“Sii te stesso.”
Lo leggiamo ovunque: sui poster motivazionali, nelle caption di Instagram, nei discorsi dei coach.
Ma siamo sicuri che sia sempre un buon consiglio?
Forse dovremmo iniziare a chiederci: quale versione di noi stessi stiamo portando nel mondo?
E se l’autenticità, presa troppo sul serio, rischiasse di diventare una prigione?
Il culto dell’autenticità
Viviamo in un’epoca in cui l’autenticità
è diventata una parola magica. Non essere autentici, oggi, equivale quasi a essere colpevoli.
I social ci invitano a mostrarci “per come siamo davvero”, le aziende si sforzano di sembrare “autentiche” nelle loro campagne pubblicitarie, persino i politici cercano di essere percepiti come
“genuini”, anche quando si vede lontano un miglio che stanno recitando.
Essere autentici, insomma, è diventato un dovere, una virtù, e persino un marchio di qualità.
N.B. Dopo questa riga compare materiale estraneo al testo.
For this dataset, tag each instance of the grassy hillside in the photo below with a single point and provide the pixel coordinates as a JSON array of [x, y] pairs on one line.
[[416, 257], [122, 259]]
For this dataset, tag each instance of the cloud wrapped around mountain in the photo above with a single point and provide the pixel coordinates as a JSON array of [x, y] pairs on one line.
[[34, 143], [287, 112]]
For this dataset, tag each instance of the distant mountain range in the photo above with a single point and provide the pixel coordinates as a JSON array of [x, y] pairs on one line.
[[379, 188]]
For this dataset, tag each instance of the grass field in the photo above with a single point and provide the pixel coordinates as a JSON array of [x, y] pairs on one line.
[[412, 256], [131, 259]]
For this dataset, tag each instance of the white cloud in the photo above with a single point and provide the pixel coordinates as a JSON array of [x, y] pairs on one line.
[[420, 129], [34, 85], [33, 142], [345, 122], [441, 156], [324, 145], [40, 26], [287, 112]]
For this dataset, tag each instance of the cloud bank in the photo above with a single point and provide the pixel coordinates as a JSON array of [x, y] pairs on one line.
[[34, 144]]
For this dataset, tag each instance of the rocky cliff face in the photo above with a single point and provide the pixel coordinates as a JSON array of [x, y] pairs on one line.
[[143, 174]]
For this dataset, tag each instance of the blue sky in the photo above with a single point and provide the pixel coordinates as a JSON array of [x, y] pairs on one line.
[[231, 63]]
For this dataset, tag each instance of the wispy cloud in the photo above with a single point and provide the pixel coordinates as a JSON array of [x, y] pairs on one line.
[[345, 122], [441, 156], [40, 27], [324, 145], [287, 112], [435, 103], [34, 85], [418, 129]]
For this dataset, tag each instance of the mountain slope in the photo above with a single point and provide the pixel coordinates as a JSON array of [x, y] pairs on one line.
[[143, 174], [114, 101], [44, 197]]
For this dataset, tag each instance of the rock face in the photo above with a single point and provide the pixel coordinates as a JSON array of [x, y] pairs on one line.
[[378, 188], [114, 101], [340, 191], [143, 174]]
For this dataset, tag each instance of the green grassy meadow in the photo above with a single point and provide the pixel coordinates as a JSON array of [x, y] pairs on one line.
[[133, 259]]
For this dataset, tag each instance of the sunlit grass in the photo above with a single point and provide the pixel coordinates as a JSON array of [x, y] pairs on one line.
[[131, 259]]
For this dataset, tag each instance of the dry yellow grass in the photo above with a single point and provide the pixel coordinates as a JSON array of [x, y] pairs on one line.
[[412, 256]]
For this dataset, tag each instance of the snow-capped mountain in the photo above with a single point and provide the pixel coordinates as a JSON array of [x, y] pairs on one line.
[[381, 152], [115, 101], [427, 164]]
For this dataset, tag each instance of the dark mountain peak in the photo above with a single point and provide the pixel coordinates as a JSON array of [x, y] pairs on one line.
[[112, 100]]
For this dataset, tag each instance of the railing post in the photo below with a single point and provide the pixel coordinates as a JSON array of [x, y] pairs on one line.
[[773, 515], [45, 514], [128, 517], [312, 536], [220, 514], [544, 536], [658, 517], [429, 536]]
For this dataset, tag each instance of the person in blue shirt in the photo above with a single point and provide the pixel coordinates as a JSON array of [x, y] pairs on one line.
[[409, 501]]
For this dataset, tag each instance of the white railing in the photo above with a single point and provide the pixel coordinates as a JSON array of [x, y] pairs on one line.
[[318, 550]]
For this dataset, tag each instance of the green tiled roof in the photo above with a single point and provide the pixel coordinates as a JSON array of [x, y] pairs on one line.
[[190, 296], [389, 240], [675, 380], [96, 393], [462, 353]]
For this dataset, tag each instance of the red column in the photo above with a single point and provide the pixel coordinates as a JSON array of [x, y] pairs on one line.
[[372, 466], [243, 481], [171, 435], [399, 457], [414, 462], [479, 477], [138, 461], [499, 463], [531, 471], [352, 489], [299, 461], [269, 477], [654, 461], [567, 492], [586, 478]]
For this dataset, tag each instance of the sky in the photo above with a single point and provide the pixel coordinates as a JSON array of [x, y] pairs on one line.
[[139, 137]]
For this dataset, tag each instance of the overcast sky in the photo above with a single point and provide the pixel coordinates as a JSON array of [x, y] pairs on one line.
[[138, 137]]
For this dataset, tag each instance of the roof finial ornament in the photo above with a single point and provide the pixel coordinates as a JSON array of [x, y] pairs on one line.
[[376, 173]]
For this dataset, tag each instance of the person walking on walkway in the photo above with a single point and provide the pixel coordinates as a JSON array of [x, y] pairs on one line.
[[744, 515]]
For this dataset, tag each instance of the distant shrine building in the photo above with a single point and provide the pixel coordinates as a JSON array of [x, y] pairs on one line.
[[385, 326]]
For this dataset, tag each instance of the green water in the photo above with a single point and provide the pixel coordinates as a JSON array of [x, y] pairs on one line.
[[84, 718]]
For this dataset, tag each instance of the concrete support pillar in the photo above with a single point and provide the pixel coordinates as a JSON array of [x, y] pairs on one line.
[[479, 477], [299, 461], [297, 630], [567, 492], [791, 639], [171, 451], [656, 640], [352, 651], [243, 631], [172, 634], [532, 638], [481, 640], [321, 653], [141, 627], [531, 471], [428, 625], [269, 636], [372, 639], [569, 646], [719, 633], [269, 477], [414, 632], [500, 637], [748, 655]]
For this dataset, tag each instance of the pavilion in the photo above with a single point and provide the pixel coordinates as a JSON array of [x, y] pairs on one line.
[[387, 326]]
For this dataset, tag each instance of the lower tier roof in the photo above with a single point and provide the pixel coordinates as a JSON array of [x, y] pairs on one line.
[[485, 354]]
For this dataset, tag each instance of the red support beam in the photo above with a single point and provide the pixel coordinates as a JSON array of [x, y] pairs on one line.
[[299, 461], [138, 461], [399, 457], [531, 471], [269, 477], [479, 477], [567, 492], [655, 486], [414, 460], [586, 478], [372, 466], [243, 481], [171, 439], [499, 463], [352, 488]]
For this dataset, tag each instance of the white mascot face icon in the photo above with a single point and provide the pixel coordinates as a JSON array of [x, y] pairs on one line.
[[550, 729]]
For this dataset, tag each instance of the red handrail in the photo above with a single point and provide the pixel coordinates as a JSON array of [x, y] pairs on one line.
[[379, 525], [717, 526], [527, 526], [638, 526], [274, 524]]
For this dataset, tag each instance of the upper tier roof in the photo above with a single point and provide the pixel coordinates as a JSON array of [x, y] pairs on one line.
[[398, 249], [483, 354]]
Ma è davvero così semplice?
I limiti dell’autenticità
Il problema nasce quando l’autenticità viene trattata come un lasciapassare universale. “Sono fatto così” può diventare una scusa per non mettersi mai in discussione.
A volte, dietro la maschera della sincerità, si nasconde solo una forma educata di egocentrismo.
Essere autentici non significa dire tutto ciò che ci passa per la testa, né agire secondo impulso. Significa forse, più semplicemente, scegliere con consapevolezza quale parte di noi vogliamo portare nel mondo.
E ammettere che, in certi contesti, un po’ di discrezione non è ipocrisia: è rispetto.
Un punto di vista alternativo
Forse il vero esercizio di autenticità non è “essere se stessi a tutti i costi”, ma imparare a scegliere chi essere, quando, e con chi.
L’idea che abbiamo un solo “vero io” da esibire in ogni contesto è comoda, ma ingenua. Nessuno di noi è uno. Siamo tante versioni, e a volte è proprio la capacità di modulare queste versioni a renderci persone migliori, non peggiori.
Essere autentici, allora, potrebbe voler dire anche non essere sempre uguali a se stessi — ma essere fedeli a qualcosa di più profondo: un’intenzione, un valore, un equilibrio tra sincerità e intelligenza.
Conclusione: l’autenticità e il patto sociale
Essere se stessi, certo. Ma quale “sé” vogliamo mettere in circolo?
In fondo, come ci ricordava Freud ne Il disagio della civiltà, l’appartenenza a una società comporta inevitabilmente una rinuncia: non possiamo agire solo secondo ciò che ci viene spontaneo.
La civiltà — e forse anche la convivenza — esistono proprio grazie a questa tensione: tra ciò che siamo, ciò che potremmo essere, e ciò che decidiamo di mostrare.
Allora forse la vera autenticità non è spontaneità assoluta, ma consapevolezza delle maschere che indossiamo… e della ragione per cui, a volte, scegliamo di tenerle addosso.
E se essere autentici, oggi, volesse dire anche imparare a dissimulare con grazia?